Syrian Information Minister Omran al-Zohbi condemned what he called a “terrorist, cowardly” attack. Such incidents were “unjustifiable wherever they occur,” he said.
Al Jazeera’s Rula Amin, reporting from Beirut, said the blast scene was still cordoned off on Saturday morning and security was tight.
|Protesters blocked a road in the southern city of Sidon
in reaction to the attack [AFP]
“We can see investigators checking out the scene, even taking stuff in boxes, looking for the smallest evidence to come to a conclusion who was behind this killing,” she said.
Protesters angered by the killing have blocked several roads in Beirut and in the southern city of Sidon with burning tyres.
Lebanese ministers were holding an emergency cabinet meeting on Saturday. The government, which is dominated by the powerful Shia movement Hezbollah, has also declared Saturday a day of mourning.
Hezbollah is a strong ally of the Assad regime whose forces are battling a bloody uprising that erupted in March 2011.
After the emergency meeting, Prime Minister Najib Mikati said he had offered his resignation but that President Michel Suleiman has asked him to stay on for a “period of time”.
Ahmad al-Hariri, secretary-general of the Future movement, had on Friday urged Mikati to resign “immediately”.
Mikati’s office said on Saturday that the “size and tragic consequences of this heinous crime is a source of severe pain and sadness to the prime minister”, and would be the focus of the cabinet meeting.
Our correspondent said the Mikati was under “intense pressure” since the opposition was holding him personally responsible for the blood that was spilled.

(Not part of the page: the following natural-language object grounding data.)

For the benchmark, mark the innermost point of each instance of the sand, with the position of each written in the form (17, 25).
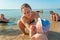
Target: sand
(13, 33)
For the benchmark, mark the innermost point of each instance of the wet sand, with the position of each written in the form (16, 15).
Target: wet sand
(13, 33)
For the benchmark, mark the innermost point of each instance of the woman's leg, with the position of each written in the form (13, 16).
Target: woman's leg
(32, 31)
(39, 36)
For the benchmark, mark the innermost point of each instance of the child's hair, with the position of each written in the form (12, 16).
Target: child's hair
(2, 14)
(25, 5)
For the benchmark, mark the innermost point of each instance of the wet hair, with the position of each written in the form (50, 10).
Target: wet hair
(25, 5)
(51, 12)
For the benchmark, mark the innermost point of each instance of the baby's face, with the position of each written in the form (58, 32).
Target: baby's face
(26, 12)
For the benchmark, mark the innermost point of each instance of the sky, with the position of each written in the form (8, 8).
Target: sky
(35, 4)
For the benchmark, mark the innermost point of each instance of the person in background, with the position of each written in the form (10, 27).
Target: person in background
(3, 19)
(54, 16)
(28, 19)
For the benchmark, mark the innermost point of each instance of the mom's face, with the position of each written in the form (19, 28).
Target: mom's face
(26, 12)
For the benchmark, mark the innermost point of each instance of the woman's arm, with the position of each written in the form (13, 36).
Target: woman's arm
(25, 22)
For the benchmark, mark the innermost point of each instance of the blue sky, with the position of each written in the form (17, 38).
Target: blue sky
(35, 4)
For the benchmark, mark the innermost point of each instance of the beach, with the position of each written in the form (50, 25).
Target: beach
(14, 33)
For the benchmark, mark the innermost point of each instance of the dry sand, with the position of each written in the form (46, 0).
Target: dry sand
(13, 33)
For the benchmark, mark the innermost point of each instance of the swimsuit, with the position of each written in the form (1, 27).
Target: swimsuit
(45, 24)
(3, 22)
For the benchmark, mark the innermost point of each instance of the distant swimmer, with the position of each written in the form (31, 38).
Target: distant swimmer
(3, 19)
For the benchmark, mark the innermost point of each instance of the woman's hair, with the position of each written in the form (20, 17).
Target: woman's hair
(25, 5)
(2, 14)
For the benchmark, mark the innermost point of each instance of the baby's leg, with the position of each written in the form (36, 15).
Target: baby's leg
(39, 37)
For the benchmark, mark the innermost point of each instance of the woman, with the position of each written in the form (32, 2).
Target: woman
(3, 19)
(28, 18)
(54, 16)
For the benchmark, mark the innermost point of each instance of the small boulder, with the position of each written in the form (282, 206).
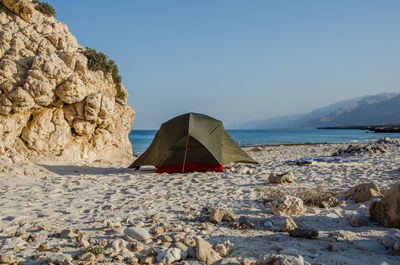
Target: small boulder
(386, 211)
(330, 202)
(205, 253)
(223, 249)
(137, 233)
(392, 241)
(219, 214)
(7, 258)
(275, 259)
(363, 192)
(288, 205)
(68, 233)
(282, 178)
(58, 257)
(304, 232)
(43, 247)
(289, 224)
(228, 261)
(169, 256)
(357, 220)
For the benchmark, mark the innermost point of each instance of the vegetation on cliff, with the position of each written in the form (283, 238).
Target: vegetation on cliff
(99, 61)
(44, 8)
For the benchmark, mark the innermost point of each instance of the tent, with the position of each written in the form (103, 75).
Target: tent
(191, 142)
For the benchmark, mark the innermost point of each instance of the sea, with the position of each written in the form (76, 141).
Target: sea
(141, 139)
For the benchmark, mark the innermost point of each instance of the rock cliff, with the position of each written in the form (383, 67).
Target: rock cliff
(53, 108)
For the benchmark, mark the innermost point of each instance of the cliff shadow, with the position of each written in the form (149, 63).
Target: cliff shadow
(64, 170)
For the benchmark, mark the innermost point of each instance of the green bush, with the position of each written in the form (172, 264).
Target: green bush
(96, 250)
(99, 61)
(44, 8)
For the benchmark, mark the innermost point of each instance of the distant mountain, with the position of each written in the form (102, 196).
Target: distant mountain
(281, 122)
(368, 110)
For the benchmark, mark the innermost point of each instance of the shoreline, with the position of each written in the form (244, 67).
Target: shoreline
(47, 215)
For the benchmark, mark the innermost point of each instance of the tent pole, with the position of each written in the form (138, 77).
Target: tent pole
(184, 158)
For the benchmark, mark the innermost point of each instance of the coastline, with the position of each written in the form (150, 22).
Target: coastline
(102, 201)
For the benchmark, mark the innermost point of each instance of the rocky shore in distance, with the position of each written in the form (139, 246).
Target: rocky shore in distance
(389, 128)
(270, 213)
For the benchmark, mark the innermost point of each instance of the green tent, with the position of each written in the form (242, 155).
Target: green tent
(191, 142)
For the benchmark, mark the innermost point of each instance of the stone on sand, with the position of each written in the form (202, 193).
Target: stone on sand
(289, 224)
(358, 220)
(304, 232)
(205, 253)
(386, 211)
(223, 249)
(288, 205)
(276, 259)
(68, 233)
(171, 255)
(58, 257)
(7, 258)
(219, 214)
(392, 241)
(363, 192)
(281, 178)
(137, 233)
(227, 261)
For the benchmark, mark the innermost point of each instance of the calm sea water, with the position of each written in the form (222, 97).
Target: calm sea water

“Some of the cabinet ministers who went into the [emergency] meeting said there’s no point to resign, that there’s enough security vacuum allowing for such attacks to happen and that the resignation of the government would only create more chaos in the country,” she said.
Friday’s rush-hour car bombing has raised fears of renewed sectarian violence in a country still scarred from a long civil war.
Clashes erupted in the northern city of Tripoli on Friday night between the rival districts of Jabal Mohsen and Bab al-Tabbaneh, leaving one person dead.
Residents of the two neighbourhoods have clashed on several occasions since the start of the Syrian uprising. Jabal Mohsen is resided by mostly Alawites supportive of Assad, while Bab al-Tabbaneh is a Sunni area sympathising with the opposition.
Al Jazeera’s Hoda Abdel-Hamid, reporting from Tripoli, said there had been sporadic fighting overnight and that gunfire had been heard in the city on Saturday morning after armed groups urged shopkeepers to keep stores shut.
“People on the street tell us that armed men on motorcycles were shooting in the air, warning shopowners that they must stay shut today,” she said.
The main highway from Tripoli to the Syrian border was shut down, with protesters burning tyres in the Akkar area.
Meanwhile, the 15-member UN Security Council called the attack a “heinous act” and appealed to the Lebanese people in a statement to “preserve national unity in the face of such attempts to undermine the country’s stability”.
|Hoda Abdel-Hamid reports from Tripoli|
The US described the bombing as a “terrorist attack”.
Iran also also commented on the bombing, blaming it on its arch foe Israel.
Tehran condemned “the terrorist blast which was carried out by those who aim to create division between different Lebanese groups that never serves the interests of Lebanon,” spokesman Ramin Mehmanparast said in a statement on the foreign ministry website.
“Undoubtedly, the main enemy of the Lebanese people and the region is the Zionist regime which benefits from instability and lack of security in the region.”
Ziad Baroud, a former Lebanese interior minister, told Al Jazeera that it was too soon to tell who was behind the bombing.
“We have no indication whatsoever [of who is behind this]. We know this is a strong and sad message, and we know this could destabilise the whole country,” he said.
The most prominent car bombing since Lebanon’s 1975-1990 civil war took place on February 14, 2005, when a massive blast killed Rafik al-Hariri and 22 other people as his motorcade drove along the Beirut waterfront.